Plusieurs distributeurs ont lancé de premières expérimentations sur la consigne, à l’instar de Carrefour et Biocoop. Bérangère Couillard a annoncé le lancement d’autres expérimentations volontaires en 2024. Ensuite, les distributeurs auront pour « obligation » de reprendre les emballages consignés, prévient-elle, évoquant l’ouverture de « discussions sur le cadre juridique » avant la fin de l’année.

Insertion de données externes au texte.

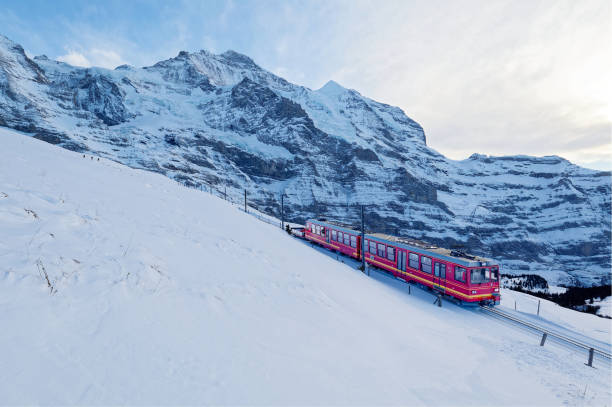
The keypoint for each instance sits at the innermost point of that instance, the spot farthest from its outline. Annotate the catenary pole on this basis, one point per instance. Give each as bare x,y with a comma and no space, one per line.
282,212
362,242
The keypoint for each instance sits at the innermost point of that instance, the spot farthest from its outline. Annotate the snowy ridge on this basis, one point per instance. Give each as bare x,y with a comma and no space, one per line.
221,120
167,295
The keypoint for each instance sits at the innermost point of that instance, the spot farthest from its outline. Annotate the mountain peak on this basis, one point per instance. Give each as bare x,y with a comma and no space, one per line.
332,88
237,57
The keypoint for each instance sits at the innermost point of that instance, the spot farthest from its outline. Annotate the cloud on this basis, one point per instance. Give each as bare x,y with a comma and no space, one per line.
75,58
93,57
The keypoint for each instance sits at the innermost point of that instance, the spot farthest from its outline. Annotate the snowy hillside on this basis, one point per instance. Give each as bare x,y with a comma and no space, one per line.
222,120
119,286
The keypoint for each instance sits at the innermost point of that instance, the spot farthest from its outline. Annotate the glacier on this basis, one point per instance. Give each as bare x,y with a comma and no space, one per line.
222,121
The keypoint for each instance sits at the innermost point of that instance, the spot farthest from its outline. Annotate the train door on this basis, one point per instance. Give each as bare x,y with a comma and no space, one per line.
440,276
401,260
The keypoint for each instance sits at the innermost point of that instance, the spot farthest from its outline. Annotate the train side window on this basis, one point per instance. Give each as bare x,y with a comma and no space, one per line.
391,253
494,273
414,260
460,274
478,276
426,264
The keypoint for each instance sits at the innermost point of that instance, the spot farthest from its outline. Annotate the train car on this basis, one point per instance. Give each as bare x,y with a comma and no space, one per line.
470,279
334,236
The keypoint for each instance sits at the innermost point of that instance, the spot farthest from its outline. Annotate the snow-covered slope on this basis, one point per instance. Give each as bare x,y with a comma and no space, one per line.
166,295
213,119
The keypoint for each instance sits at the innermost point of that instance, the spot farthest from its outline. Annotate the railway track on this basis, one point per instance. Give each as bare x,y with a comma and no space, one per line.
593,351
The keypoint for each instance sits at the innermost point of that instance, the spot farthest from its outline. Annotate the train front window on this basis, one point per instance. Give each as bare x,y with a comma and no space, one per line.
494,274
460,274
479,276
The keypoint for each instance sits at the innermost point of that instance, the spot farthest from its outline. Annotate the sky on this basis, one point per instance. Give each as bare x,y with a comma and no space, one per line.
493,77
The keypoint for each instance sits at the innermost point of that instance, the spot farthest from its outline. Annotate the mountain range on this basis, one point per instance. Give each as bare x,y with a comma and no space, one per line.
220,120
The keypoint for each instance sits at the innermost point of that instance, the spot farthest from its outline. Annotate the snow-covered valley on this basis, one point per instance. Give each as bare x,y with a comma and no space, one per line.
220,119
120,286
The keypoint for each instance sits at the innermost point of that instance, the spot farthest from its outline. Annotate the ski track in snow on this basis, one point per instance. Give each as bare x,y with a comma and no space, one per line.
166,295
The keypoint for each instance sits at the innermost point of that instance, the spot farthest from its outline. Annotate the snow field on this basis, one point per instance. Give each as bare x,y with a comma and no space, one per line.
167,295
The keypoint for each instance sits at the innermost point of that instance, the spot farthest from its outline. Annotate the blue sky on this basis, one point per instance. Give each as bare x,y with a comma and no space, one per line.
495,77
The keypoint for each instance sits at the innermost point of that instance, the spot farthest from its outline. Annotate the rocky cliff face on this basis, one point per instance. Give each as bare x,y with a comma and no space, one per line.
203,118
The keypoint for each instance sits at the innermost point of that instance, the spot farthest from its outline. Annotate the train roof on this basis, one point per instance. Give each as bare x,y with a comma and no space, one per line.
417,246
453,256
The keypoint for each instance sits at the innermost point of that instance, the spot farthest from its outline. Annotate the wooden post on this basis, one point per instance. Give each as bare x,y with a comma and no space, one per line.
591,352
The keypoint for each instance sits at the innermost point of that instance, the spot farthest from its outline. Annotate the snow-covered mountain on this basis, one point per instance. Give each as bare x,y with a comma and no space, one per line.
121,287
213,119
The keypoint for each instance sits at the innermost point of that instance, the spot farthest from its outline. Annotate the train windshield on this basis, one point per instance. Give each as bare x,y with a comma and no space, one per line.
494,273
479,276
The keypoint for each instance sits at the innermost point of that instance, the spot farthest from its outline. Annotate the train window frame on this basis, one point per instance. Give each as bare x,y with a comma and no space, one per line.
495,270
391,253
424,264
463,272
415,257
481,272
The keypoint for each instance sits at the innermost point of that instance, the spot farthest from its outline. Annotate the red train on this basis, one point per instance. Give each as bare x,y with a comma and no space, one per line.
470,279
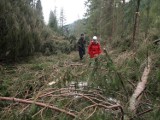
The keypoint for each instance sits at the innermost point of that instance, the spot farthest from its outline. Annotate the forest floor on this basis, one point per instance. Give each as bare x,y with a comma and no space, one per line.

Des choix importants au niveau européen
Alors que les choses évoluent enfin au niveau français, la proposition de règlement relatif aux emballages et aux déchets d’emballages (PPWR) doit faire avancer la question au niveau européen. Elle pourrait définir des objectifs d’emballages réutilisables : 20 % en 2030 et 80 % en 2040 pour les boissons à emporter, 10 et 40 % pour les plats à emporter. La Commission de l’environnement, de la santé publique et de la sécurité alimentaire (ENVI) votera pour l’adoption du projet de rapport le 20 septembre prochain. Le vote indicatif en plénière au Parlement européen est prévu pour le 2 octobre 2023. Les négociations avec le Conseil, puis en trilogue, devraient aboutir avant les élections du Parlement européen en juin 2024.
À l’occasion d’une table ronde consacrée au réemploi lors des universités d’été de l’économie de demain à Paris le 30 août, Charles Christory, cofondateur du Fourgon, a prévenu : « Il y a des lobbyistes très dangereux au niveau européen qui essaient de faire considérer le recyclage au même niveau que le réemploi ». Cette start-up spécialisée dans la livraison de boissons consignées à la maison réussit son pari : elle livre 37 000 clients dans plusieurs villes en France.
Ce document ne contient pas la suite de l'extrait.